Su padre parece otro desde que volvió a casa después de su detención. Pasa horas en su estudio, solo, sin leer, sin escribir cartas ni ocuparse en otros menesteres, mirando por la ventana, abstraído. Ha dado orden de que no se lo moleste, pero Maria ha estado observándolo por el ojo de la cerradura. No es propio de él aislarse de este modo, y está intranquila.

También Susannah está preocupada, pero por otros motivos. Desde luego, la inquieta el extraño comportamiento de su padre, pero él sigue sentándose a la mesa con la familia y parece contento. La preocupación de su hermana es infundada. ¿Qué espera Maria que haga él si en estos momentos no puede ocuparse de sus tareas de magistrado? No; Susannah ha decidido preocuparse apasionadamente por Donald. Hace tres semanas que él y Jacob se fueron; no es mucho tiempo, pero no pensaban tardar tanto en regresar. Ambas hermanas han hecho conjeturas acerca de las causas del retraso. Lo más seguro es que no hayan encontrado a Francis Ross. Si el chico hubiera muerto ya habrían vuelto.

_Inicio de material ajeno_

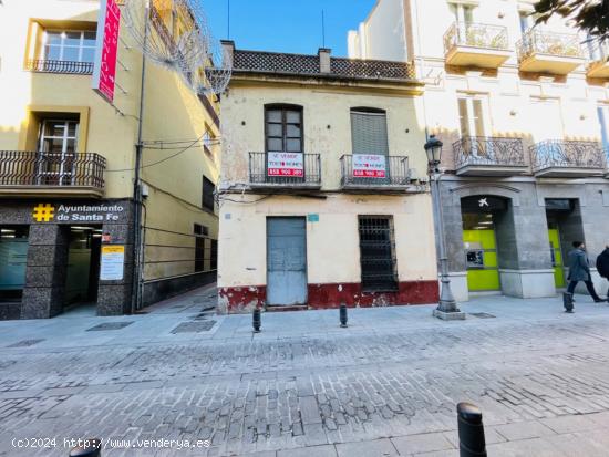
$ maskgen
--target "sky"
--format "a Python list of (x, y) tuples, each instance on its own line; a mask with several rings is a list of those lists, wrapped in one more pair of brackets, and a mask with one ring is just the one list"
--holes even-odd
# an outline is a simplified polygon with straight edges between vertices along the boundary
[(230, 1), (230, 40), (237, 49), (317, 54), (322, 48), (321, 11), (326, 48), (347, 56), (347, 32), (355, 30), (375, 0), (204, 0), (217, 39), (227, 39)]

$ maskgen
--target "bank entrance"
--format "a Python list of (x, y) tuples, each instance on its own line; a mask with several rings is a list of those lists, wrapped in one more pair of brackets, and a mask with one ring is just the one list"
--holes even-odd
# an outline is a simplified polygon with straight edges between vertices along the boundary
[(65, 307), (94, 304), (97, 301), (101, 226), (70, 226), (65, 269)]
[[(461, 200), (463, 249), (471, 292), (502, 290), (499, 268), (509, 266), (513, 253), (514, 219), (509, 201), (494, 196), (472, 196)], [(503, 248), (503, 249), (502, 249)]]

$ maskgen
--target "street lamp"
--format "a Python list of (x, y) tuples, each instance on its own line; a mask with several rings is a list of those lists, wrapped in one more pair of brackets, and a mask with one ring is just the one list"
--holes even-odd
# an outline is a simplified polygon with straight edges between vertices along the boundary
[(443, 320), (462, 320), (465, 319), (465, 313), (462, 312), (453, 297), (451, 290), (451, 280), (448, 278), (448, 264), (446, 258), (446, 240), (444, 236), (444, 215), (442, 211), (442, 201), (440, 199), (440, 178), (442, 172), (440, 170), (440, 163), (442, 160), (442, 142), (431, 135), (425, 143), (425, 154), (427, 154), (427, 174), (430, 175), (432, 198), (434, 202), (434, 209), (436, 214), (437, 231), (438, 231), (438, 246), (440, 246), (440, 303), (434, 310), (433, 315)]

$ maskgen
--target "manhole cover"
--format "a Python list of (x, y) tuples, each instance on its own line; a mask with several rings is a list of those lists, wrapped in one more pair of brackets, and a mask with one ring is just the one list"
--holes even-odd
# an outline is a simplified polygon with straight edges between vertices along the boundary
[(195, 321), (195, 322), (183, 322), (174, 330), (172, 333), (199, 333), (208, 332), (211, 330), (216, 321)]
[(469, 313), (469, 315), (473, 315), (474, 318), (479, 318), (479, 319), (493, 319), (493, 318), (496, 318), (496, 315), (488, 314), (488, 313)]
[(22, 340), (7, 347), (29, 347), (40, 343), (41, 341), (44, 341), (44, 340)]
[(104, 322), (103, 324), (99, 324), (95, 326), (92, 326), (91, 329), (86, 329), (87, 332), (100, 332), (104, 330), (121, 330), (124, 329), (127, 325), (131, 325), (133, 321), (131, 322)]

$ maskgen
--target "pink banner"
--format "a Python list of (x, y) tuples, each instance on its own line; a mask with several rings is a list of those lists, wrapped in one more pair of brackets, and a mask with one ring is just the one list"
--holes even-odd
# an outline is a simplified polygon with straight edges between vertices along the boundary
[(374, 154), (353, 154), (353, 177), (384, 178), (386, 176), (385, 156)]
[(116, 1), (101, 0), (97, 19), (97, 49), (93, 69), (93, 90), (110, 103), (114, 101), (114, 86), (116, 85), (120, 28), (121, 10)]

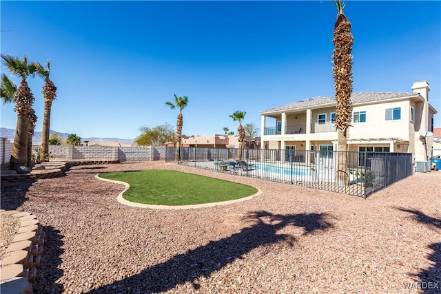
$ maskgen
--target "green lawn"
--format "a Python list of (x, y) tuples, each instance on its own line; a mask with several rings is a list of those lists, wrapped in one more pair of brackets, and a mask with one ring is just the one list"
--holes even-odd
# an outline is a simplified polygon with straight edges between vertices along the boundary
[(123, 197), (156, 205), (192, 205), (243, 198), (257, 193), (246, 185), (165, 169), (103, 173), (99, 177), (130, 185)]

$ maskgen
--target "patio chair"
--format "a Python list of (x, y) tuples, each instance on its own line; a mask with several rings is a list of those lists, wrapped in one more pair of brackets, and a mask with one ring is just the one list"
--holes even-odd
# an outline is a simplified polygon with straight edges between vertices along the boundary
[(245, 160), (236, 160), (236, 162), (237, 162), (237, 167), (244, 170), (250, 170), (255, 166), (254, 164), (249, 165)]

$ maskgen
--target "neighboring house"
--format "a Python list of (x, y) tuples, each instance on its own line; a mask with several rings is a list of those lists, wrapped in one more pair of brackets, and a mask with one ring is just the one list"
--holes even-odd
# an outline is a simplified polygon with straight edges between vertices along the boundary
[(132, 147), (132, 144), (120, 143), (119, 142), (93, 142), (88, 141), (85, 146), (88, 147)]
[[(183, 135), (181, 145), (184, 147), (199, 148), (238, 148), (239, 147), (238, 136), (228, 135), (214, 134), (207, 135)], [(167, 147), (174, 146), (174, 143), (166, 144)], [(260, 137), (250, 137), (245, 136), (244, 144), (245, 149), (259, 149), (260, 147)]]
[[(437, 113), (429, 103), (427, 81), (413, 83), (413, 92), (360, 92), (351, 96), (352, 127), (348, 130), (349, 151), (409, 152), (413, 161), (427, 161)], [(261, 145), (265, 149), (337, 149), (334, 125), (336, 99), (315, 97), (260, 112)], [(326, 153), (325, 153), (326, 154)], [(308, 160), (312, 163), (314, 158)]]

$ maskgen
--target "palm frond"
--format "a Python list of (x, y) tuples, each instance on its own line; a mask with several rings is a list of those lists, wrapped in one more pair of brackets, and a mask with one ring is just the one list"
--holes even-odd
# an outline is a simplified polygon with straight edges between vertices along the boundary
[(14, 83), (5, 74), (1, 74), (1, 100), (3, 104), (14, 102), (14, 94), (17, 91), (17, 85)]
[(165, 105), (166, 105), (170, 106), (170, 108), (171, 108), (171, 109), (174, 109), (174, 107), (176, 107), (176, 106), (174, 106), (174, 104), (172, 103), (171, 103), (171, 102), (170, 102), (170, 101), (167, 101), (167, 102), (165, 103)]
[(346, 6), (346, 0), (333, 0), (334, 3), (336, 5), (337, 8), (337, 10), (338, 13), (337, 15), (340, 15), (343, 13), (343, 9), (345, 9), (345, 6)]

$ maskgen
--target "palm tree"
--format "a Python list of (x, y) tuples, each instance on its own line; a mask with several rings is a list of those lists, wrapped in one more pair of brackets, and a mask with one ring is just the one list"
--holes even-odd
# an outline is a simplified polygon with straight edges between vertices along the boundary
[(17, 85), (12, 81), (5, 74), (1, 74), (1, 87), (0, 92), (3, 104), (13, 103), (14, 94), (17, 91)]
[(176, 119), (176, 142), (177, 142), (177, 148), (176, 148), (176, 159), (178, 161), (181, 160), (181, 139), (182, 138), (182, 126), (183, 125), (183, 116), (182, 116), (182, 109), (185, 108), (188, 105), (188, 97), (184, 96), (181, 97), (180, 96), (176, 96), (174, 94), (174, 104), (170, 101), (167, 101), (165, 103), (166, 105), (170, 107), (172, 109), (174, 109), (175, 107), (178, 107), (179, 109), (179, 114), (178, 114), (178, 117)]
[(39, 64), (37, 74), (45, 80), (41, 92), (44, 98), (44, 115), (43, 116), (43, 132), (41, 132), (41, 148), (40, 149), (41, 158), (45, 158), (49, 154), (49, 129), (50, 128), (50, 110), (52, 101), (57, 98), (57, 87), (49, 78), (50, 71), (50, 61), (47, 61), (45, 68)]
[(76, 134), (70, 134), (66, 138), (66, 143), (70, 146), (79, 146), (81, 144), (81, 137)]
[[(346, 0), (334, 0), (337, 7), (337, 21), (334, 25), (334, 43), (335, 49), (334, 59), (333, 76), (334, 85), (337, 101), (337, 116), (336, 128), (338, 132), (338, 143), (337, 150), (342, 151), (339, 155), (338, 171), (346, 172), (347, 170), (346, 152), (347, 151), (347, 136), (349, 127), (352, 120), (352, 45), (353, 36), (351, 32), (351, 23), (343, 13)], [(340, 183), (346, 182), (344, 173), (337, 173)]]
[(230, 114), (229, 116), (230, 118), (233, 118), (234, 121), (239, 122), (239, 125), (237, 127), (237, 132), (239, 133), (239, 150), (237, 154), (238, 159), (242, 159), (242, 148), (243, 148), (243, 140), (245, 138), (245, 130), (242, 126), (242, 120), (245, 118), (245, 114), (247, 114), (245, 112), (236, 110), (233, 114)]
[(28, 122), (34, 103), (34, 96), (28, 85), (26, 78), (33, 76), (37, 70), (37, 63), (28, 63), (25, 55), (23, 60), (17, 56), (1, 54), (3, 63), (11, 74), (21, 78), (20, 85), (14, 94), (15, 112), (17, 112), (17, 127), (14, 144), (11, 151), (10, 167), (12, 169), (25, 165), (28, 161)]

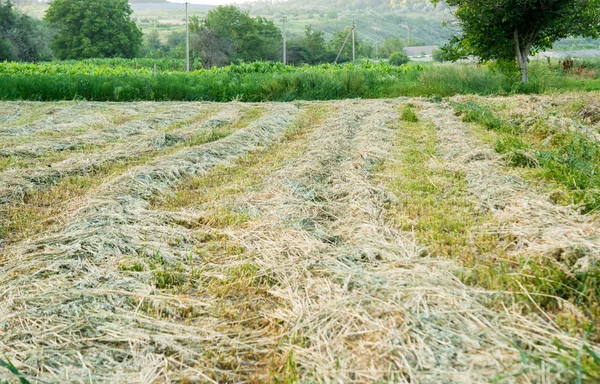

Y también si lo hubieran encontrado cerca.

—Pero ¿y si han encontrado a Francis y él los ha matado para escapar de la justicia? —pregunta Susannah con ojos muy abiertos, al borde del sollozo.

Maria responde despectivamente:

—¿Crees que Francis Ross podría matar al señor Moody y a Jacob, yendo armados los dos? Además, no tendría fuerza. No es más alto que tú. Es lo más absurdo que he oído en mi vida.

—Maria… —la amonesta la madre desde la silla mientras cose.

Susannah se encoge de hombros con impaciencia.

—Ya podrían haber enviado un mensaje, me parece.

—No se pueden enviar mensajes si no hay mensajero.

—Tampoco es como si estuvieran en medio de… de Mongolia.

—Pues Mongolia tiene una densidad de población mayor que la de Canadá —no puede menos que observar Maria.

—Si lo dices para tranquilizarme, has fracasado. —Susannah se levanta y se va de la sala dando un portazo.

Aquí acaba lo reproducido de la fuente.